Anna sniffed, ignoring my reprimand. Faced with a possibly terminal illness, she didn’t give a shit and the gloves were off between the two women. She openly called Marg the ‘Green Bitch’ and Marg in turn referred to her as ‘Princess Plunder’. I knew there wasn’t going to be any reconciliation.
‘Nicholas, if I’m not here when the price of oil drops below twenty dollars a barrel, you must sell immediately,’ Anna instructed me.
I recall laughing and protesting, ‘Darling, I’m in the shipping business.

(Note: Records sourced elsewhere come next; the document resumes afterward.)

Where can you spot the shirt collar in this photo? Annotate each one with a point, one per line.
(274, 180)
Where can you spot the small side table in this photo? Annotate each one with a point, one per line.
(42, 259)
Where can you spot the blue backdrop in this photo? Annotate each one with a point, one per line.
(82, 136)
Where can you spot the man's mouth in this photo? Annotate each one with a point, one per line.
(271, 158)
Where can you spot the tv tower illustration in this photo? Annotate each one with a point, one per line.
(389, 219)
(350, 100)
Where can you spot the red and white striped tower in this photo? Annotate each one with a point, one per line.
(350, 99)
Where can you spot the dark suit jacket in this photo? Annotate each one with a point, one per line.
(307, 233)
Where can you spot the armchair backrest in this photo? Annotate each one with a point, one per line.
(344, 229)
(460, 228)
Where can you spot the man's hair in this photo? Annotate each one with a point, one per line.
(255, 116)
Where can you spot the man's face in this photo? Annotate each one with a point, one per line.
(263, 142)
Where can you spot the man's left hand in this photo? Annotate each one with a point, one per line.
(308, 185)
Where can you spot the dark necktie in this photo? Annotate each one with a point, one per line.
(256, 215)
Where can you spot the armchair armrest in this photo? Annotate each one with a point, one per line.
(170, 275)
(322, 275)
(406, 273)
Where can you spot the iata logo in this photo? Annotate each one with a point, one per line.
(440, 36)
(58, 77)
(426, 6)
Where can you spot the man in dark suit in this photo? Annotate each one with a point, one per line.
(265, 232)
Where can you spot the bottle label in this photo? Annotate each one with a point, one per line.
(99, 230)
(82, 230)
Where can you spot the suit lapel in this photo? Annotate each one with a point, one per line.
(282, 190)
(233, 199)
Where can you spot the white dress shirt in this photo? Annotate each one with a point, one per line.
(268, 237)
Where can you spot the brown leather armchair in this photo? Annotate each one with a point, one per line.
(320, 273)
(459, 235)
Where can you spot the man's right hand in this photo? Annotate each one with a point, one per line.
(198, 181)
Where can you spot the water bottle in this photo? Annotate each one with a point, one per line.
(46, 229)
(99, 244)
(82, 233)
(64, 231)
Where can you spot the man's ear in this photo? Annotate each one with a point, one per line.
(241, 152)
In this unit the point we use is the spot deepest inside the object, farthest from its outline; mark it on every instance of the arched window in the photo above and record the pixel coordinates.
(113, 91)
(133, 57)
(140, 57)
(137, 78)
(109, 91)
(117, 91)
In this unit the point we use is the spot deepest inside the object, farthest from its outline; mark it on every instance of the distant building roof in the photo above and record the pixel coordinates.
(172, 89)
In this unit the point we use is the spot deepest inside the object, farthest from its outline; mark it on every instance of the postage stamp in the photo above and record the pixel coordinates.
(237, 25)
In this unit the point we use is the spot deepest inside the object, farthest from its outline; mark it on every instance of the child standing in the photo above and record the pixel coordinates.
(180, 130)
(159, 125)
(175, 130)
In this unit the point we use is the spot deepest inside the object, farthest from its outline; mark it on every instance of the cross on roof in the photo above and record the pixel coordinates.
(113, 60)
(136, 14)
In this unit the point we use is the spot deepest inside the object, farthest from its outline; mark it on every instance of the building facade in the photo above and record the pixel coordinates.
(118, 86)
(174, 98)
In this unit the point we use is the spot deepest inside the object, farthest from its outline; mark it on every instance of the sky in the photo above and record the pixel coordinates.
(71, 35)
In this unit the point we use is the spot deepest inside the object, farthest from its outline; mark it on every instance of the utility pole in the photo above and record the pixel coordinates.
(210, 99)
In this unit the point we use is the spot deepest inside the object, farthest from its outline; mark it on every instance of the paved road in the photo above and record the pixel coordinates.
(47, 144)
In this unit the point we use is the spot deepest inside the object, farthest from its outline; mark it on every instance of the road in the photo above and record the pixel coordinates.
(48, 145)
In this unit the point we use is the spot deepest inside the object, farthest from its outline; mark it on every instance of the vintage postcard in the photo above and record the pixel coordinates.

If it doesn’t drop soon the company will probably go broke – diesel fuel is our greatest expense.’
‘Try to understand, the higher the price of a barrel of crude the greater the profit to the oil companies.’
Anna pointed to the screen, where as far as the camera eye could see, thousands of mangled trucks and piles of ordnance lay scattered along the road to Basra. The dead lay sprawled in their thousands in the fierce Arabian desert sun, many roasted and blackened, or grotesquely welded together in the back of still smouldering Iraqi army trucks. ‘This little war is eventually going to make me a lot of money, Nicholas,’ Anna asserted. She’d seen too much death and destruction in her life to take much notice of what was happening on the television screen.